Among the most elaborate lampoons of "The Donald" is a new play, “The Sons of Trump” – a nearly 90-minute-long string of slapstick skits lambasting a grunting, insult-hurling Trump and his wealthy, witless peers. On a recent Sunday evening, an auditorium full of Trump detractors sat belly laughing in approval.
Actors with the trademark poof of hair popped up in each scene, directed at the start of the show by the animated face of Trump on the front of a $100 dollar bill projected on stage. “You must steal, kill, blame others,” the faux Trump told his on-stage protégés, after they had been "coronated" with yellow wigs in a ceremony set to the tune of The Star Spangled Banner.
“It seems better to laugh at someone like Donald Trump than let him agitate and anger you,” says Hugo Cordoba, who came to the opening weekend with his parents and grandfather, and counts himself among those appalled by Trump’s candidacy.
"The Sons of Trump" is actually an adaptation of another play lambasting wealthy global financiers; both are produced by a popular comedy duo, The Mascabrothers. Freddy Ortega, one of the duo, told local media last week: “We think it’s the ideal moment to make fun of someone who doesn’t have the moral standing to talk about Mexicans and immigrants."
More than just Trump
The show's humor isn't particularly sophisticated. The script seems to largely comprise grunts and groans in place of dialogue, and it relies heavily on out-of-shape men donning very tight, or very few, clothes.
But for audience members like Amelia Tese, a retired school teacher, the verbal digs let her laugh at more than just Trump. Though the US billionaire has offended Mexicans in his own right, frustration with Mexico's blithe super-rich is also potent here.

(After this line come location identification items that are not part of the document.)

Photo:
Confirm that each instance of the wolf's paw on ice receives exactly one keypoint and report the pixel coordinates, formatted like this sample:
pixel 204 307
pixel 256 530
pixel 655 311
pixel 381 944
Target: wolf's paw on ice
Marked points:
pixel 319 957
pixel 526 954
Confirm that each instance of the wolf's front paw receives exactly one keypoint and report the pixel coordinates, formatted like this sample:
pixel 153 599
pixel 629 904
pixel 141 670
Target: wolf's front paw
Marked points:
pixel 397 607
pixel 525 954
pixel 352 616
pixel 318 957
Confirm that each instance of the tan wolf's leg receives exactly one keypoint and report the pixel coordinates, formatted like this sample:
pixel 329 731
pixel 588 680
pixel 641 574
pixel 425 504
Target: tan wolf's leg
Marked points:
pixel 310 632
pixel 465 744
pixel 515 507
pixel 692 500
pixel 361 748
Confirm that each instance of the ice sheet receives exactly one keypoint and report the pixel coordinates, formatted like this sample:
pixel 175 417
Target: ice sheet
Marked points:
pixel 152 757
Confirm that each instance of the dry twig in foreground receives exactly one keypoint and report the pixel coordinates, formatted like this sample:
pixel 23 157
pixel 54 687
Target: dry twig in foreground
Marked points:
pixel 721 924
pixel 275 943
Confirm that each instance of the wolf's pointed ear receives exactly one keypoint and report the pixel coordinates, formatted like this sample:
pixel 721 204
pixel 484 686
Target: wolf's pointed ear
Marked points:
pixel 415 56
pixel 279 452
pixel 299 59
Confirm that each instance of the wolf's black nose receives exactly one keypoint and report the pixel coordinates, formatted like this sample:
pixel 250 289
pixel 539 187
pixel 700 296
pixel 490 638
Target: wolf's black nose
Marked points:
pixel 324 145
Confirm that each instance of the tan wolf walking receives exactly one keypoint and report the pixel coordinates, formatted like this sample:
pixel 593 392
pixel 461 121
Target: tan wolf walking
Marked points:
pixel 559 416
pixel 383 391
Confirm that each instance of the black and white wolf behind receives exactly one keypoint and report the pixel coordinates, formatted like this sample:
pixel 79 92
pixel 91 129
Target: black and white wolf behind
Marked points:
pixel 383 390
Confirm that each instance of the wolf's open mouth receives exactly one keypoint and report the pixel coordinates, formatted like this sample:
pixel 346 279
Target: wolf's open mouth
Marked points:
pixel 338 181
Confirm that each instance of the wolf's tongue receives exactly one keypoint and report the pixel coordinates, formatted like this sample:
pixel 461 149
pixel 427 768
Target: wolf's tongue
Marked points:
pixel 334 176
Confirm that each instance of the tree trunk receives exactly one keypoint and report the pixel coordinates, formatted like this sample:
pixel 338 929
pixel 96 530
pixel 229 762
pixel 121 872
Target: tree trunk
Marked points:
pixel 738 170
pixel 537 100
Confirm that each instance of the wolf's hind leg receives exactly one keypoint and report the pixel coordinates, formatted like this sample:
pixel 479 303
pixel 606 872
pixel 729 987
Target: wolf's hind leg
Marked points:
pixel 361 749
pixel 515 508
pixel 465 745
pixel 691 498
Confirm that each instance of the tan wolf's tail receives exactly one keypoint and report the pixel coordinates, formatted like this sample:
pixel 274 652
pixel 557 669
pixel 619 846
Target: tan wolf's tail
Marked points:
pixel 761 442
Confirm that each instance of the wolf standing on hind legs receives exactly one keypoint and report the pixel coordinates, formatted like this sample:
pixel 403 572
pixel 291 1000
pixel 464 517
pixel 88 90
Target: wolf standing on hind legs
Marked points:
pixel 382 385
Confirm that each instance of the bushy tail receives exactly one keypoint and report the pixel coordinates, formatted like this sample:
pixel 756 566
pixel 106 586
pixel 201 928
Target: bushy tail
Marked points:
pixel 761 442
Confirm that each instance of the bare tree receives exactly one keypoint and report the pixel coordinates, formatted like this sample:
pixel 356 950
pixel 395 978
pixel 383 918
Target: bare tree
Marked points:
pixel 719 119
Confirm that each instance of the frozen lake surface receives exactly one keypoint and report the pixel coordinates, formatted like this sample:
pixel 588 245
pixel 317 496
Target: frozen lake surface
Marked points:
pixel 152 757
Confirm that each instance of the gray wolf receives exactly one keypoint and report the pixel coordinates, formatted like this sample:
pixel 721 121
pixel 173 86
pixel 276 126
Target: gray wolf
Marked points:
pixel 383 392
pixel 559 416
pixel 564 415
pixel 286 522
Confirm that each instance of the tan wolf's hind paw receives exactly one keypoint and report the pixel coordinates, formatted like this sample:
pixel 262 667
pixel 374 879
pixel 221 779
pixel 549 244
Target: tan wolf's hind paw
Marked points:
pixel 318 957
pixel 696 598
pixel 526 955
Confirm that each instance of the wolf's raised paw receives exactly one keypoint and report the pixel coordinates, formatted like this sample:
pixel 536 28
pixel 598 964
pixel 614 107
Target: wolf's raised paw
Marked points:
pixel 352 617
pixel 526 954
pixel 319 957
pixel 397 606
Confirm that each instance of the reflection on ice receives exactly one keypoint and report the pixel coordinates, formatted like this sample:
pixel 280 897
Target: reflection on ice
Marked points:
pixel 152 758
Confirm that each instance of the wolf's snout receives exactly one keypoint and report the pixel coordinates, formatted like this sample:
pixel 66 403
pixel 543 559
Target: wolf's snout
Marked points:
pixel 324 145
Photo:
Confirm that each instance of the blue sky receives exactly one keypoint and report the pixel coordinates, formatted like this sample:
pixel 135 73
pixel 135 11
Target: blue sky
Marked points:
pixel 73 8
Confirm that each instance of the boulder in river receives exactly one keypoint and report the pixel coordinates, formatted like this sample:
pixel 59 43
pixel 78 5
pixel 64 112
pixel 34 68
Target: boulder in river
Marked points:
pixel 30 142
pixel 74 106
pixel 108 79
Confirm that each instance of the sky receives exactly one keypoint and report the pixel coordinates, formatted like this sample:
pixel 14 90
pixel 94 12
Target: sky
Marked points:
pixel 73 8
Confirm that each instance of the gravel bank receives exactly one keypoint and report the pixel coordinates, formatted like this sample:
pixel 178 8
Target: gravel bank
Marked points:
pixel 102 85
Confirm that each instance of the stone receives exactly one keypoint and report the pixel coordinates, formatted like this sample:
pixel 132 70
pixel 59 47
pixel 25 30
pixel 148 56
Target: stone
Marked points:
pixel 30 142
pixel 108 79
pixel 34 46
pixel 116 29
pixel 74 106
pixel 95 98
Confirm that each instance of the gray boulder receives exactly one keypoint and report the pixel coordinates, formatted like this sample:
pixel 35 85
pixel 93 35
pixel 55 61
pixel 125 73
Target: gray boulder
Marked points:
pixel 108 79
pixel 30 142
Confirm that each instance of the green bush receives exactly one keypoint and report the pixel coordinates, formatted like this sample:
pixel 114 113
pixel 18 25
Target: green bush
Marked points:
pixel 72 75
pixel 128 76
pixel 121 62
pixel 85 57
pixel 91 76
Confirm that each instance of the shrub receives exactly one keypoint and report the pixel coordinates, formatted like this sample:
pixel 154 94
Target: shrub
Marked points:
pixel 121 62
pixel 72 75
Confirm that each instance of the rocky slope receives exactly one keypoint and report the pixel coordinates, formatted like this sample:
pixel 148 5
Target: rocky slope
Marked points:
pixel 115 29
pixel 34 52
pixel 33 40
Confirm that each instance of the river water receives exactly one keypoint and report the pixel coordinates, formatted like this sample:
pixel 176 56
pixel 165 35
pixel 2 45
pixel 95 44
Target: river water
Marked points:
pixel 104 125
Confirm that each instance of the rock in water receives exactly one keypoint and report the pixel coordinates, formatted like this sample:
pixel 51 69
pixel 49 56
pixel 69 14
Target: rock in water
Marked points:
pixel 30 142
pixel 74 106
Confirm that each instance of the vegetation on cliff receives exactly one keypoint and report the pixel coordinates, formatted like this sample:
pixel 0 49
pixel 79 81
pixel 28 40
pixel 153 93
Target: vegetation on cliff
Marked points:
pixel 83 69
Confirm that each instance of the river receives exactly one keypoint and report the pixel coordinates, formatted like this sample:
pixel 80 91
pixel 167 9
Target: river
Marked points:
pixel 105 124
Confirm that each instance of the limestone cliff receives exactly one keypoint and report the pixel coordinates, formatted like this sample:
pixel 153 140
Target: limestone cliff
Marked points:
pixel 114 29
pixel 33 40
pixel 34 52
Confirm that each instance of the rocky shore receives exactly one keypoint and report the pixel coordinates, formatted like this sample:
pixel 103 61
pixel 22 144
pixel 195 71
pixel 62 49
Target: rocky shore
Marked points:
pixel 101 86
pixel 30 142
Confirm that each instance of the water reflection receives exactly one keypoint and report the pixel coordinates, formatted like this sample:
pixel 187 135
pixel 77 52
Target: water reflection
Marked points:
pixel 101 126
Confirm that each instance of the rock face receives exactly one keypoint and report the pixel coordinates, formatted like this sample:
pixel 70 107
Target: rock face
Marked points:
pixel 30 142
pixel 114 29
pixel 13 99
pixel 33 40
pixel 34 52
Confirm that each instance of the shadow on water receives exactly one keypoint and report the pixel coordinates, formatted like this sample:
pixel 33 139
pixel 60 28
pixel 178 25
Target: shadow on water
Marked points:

“Trump discriminates and thinks his money gives him the right to talk and act how he does,” says Ms. Tese. “But that kind of thing happens in Mexico, too.” The wealthy seem to “exist on another planet,” she says.
In one skit, two Trump-looking men in a fancy restaurant walk around talking on their cell phones, accidentally splashing their pricey beverages on the waiter – and the audience – with no acknowledgment of their existence.
That kind of elitism has repeatedly sparked public outcry in Mexico, like when the daughter of a government official threatened to have a restaurant shut down for not giving her the table she wanted, or when the former water commissioner was caught using a government helicopter for personal transportation.
Still, at the end of the day, the play is primarily about pricking Trump's ego. And his American popularity frustrates José Martin, who last visited the US about 20 years ago, but says he "still feels the connection" with his neighbors to the north.
“In my mind, Trump is just as much a caricature in real life as he was on stage,” says Mr. Martin, following the show. He’s leaning on a podium with the US presidential seal that was earlier used by the theater's ushers. “But what about all the people supporting him in the polls,” he asks, eyebrows raised. “That’s where it gets harder to laugh.”